Our roadside daylilies have bloomed - 4 days ahead of "schedule" - but right on time for this year's garden. All over the gardens we are starting to see their bright splashes of orange - quite lovely.
Of course, every year I have a "contest" with our neighbors to see whose daylilies will bloom first. Even though I have extra earlies in the garden that start blooming in mid-May, they don't count when it comes to this contest. It would just be pitting our wallets against each other - who could buy the earliest blooming plant - and would have nothing to do with the skill of the gardener.
So we only count the lowly common roadside daylily for the contest. Same flower, same soil (practically), same sun (pretty much), same rain. The question is plant placement. We have both set stands of these daylilies throughout our properties. We even have some from their gardens and they have some from ours because these daylilies spread like crazy, so whoever is willing to get to digging gets the overflow daylilies.
This year, I had a new stand of daylilies on a southern hillside, well protected, lots of sun, good soil, good amounts of water.
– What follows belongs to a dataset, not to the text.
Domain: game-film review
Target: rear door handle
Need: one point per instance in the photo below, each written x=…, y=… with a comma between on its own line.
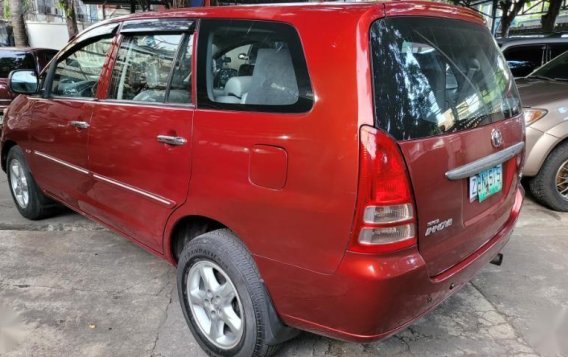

Everything was looking great.
But he beat me. He beat me by 12 stinkin' hours. I thought I had it in the bag when I got up in the morning and saw that his weren't in bloom - knowing that mine were ever so close to bursting open. But when I looked again at the end of the day, I saw it - a lone daylily blossoming on his south-facing hillside. (Yes, that's why I planted mine on a south-facing hillside. I'm not too proud to take gardening help!)
I thought, well, maybe, possibly, it was a cultivar, not a roadside. But I knew better. It was the first roadside of the season - 4.5 days early.
The next morning when I went out to my gardens and saw all of the roadsides in bloom, the only thing I could think to console myself was that where they had but 1 blossom, I had several in almost every stand (except the south-facing hillside stand).